Question about minimap2 parameters in long_read_typing.py #28

karoliinas · 2024-03-26T13:20:53Z

Hi! I'm running long_read_typing.py for PacBio -reads for which I have extracted the HLA-regions (originally aligned data to chm13, then extracted hla with HLA*LA and ran bam2fastq). I was wondering about the alignment, as the same script is used also for typing Nanopore reads and there is only one set of minimap2 parameters:
minimap2 -t {parameter.threads} -p 0.1 -N 100000 -a $ref $fq

And wondered why those recommended for pacbio aren't used? E.g:
minimap2 -ax map-pb ref.fa pacbio-reads.fq
or
-k19 -w19 -U50,500 -g10k -A1 -B4 -O6,26 -E2,1 -s200

Should instead use the script SpecHLA.sh or am I correct in only running the long_read_typing.py at this point?

Many thanks!

The text was updated successfully, but these errors were encountered:

wshuai294 · 2024-03-26T16:12:24Z

Hi,

Thank you for the patient effort. For long-read data only, long_read_typing.py should be used instead of SpecHLA.sh. For long-read-only typing, we put effort into binning reads instead of the alignment. I believe your suggested parameter setting of Minimap2 is better. We will update it as suggested soon.

Thank you so much.

karoliinas · 2024-03-27T12:49:57Z

Thanks for your insights and the great the tool! I will modify the script for my hifi data. It's low coverage (~10X) and I appreciate it's not optimal for hla typing. I'm now running both HLA*LA and SpecHLA to have more confidence in the genotypes that match.

karoliinas · 2024-04-11T13:11:05Z

Hi,
I'm reopening the issue although I'm not sure whether my question falls under the same category, but likely it has something to do with alignment. I managed to genotype my data, and the results mostly agree with those from HLA*LA, which is nice. I'm plotting the depths to further evaluate the calls, and notice that HLA DPB1 has a ~500bp region in all the samples with spuriously high depth (1000-2000), whereas the data is generally ~10x. Do you have any idea why this might be?

Thanks again!

wshuai294 · 2024-04-12T03:56:31Z

Hi,
I guess two possible reasons:

Is the input data short reads or long reads? If they are short reads, it might be caused by PCR duplicates which can be removed by tools such as fastp.
This region might be homologous for many HLA genes. Maybe you can extract this ~500bp region, and map it to chr6 to see the hits. Or you can use online ncbi-blast to map it to the nr database. Also, you can observe the reads mapped to this region, and check if they only map to this region or they can map to other regions.

Hope it can help.

Best,
Shuai

karoliinas · 2024-04-16T11:14:16Z

Hi, thanks for the insights! I have been observing the alignment files outputted by specHLA (DPB1.bam), and the read quality and mapping seem fine to me.

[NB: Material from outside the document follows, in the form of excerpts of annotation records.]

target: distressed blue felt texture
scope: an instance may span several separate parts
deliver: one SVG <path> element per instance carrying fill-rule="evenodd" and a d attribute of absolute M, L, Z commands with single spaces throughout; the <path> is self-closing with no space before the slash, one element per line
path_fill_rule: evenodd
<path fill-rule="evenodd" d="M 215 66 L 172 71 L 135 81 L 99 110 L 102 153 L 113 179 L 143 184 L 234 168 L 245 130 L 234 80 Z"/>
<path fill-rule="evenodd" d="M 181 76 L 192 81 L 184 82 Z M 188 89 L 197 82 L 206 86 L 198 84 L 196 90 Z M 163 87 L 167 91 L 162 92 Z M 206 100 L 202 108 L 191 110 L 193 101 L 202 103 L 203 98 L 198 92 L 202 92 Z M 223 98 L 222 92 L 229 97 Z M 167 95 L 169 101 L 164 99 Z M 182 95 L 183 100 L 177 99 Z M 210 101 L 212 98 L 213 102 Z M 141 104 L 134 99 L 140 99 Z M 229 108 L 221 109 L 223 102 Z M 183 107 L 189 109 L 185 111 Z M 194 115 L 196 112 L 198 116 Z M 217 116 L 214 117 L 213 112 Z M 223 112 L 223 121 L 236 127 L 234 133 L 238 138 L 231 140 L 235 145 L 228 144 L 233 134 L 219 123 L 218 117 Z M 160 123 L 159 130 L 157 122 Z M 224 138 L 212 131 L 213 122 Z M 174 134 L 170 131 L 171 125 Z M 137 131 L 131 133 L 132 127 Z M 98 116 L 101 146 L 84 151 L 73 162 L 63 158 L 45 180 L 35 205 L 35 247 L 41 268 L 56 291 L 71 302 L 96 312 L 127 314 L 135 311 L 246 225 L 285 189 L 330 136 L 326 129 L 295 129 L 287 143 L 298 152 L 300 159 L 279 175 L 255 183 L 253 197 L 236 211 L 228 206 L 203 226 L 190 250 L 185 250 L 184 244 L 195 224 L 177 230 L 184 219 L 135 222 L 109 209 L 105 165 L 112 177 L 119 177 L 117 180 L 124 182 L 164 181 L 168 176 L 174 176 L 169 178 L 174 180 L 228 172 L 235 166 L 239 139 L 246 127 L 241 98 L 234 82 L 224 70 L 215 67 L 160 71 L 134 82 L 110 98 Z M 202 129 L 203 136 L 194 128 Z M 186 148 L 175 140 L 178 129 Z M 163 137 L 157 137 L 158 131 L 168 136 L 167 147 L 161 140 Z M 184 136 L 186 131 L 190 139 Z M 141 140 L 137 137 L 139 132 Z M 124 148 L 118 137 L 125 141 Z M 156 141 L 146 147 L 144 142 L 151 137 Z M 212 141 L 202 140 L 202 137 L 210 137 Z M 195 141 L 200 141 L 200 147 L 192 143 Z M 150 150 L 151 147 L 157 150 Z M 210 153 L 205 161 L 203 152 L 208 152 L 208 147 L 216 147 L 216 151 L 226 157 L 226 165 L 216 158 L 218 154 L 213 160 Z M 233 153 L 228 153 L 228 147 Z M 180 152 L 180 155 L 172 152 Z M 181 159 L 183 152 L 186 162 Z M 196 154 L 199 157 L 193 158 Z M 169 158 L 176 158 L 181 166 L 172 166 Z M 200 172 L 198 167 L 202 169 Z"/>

I have long read data (pacbio hifi), and therefore only ran the long_read_typing.py. Does it also perform read binning, or only alignment? I was thinking could the problem arise in the binning step?

Best,
Karoliina

Thanks for the help!

wshuai294 · 2024-04-16T11:58:52Z

Hi,

SpecHLA indeed bins the long reads as well. Please look at the file ${sample}.db.sam in the output folder, which records what alleles each read can map to.

Best,
shuai

karoliinas · 2024-04-17T08:19:27Z

Right, first of all, it's great to have all the outputs for troubleshooting! Seems that there's a lot going on under the hood. So for most of the samples, the file ${sample}.db.sam has roughly 3M reads altogether, and ~900K reads are assigned for DPB1. Does that sound like a lot?

For your information, I did change the mapping parameters to suit the hifi -reads because the original got stuck in the mapping step for a long time:

under class Pacbio_Binning:
minimap2 -x map-hifi -t {parameter.threads} -p 0.1 -N 100000 -a $ref $fq > $outdir/$sample.db.sam and
under class Fasta:
minimap2 -x map-hifi -t %s -a $hla_ref $outdir/$hla.%s.fq.gz | samtools view -bS -F 0x800 -| samtools sort - >$outdir/$hla.bam
I didn't, however, touch the parameters about secondary mapping.

Thank you for your helpful comments and your patience!

wshuai294 · 2024-04-17T11:57:09Z

Hi, I found that the reads from the bacterial artificial chromosome (BAC) are wrongly assigned to DPB1. It would be a good idea to map the long reads to the BAC library to remove such reads before using SpecHLA.

Here is how I find this:
First, I check the reads assigned to DPB1 in the NA19238 PacBio hifi sample, where the read m64039_190830_040857/79364868/ccs is weird, cause only a small middle fraction can map to DPB1 allele (cigar shows). If a read is derived from DPB1, there will be three cases: the left end of the read map to the DPB1, the middle part can map to the whole DPB1 gene, or the right end of the read map to the DPB1. It is impossible that only a small middle fraction maps to DPB1.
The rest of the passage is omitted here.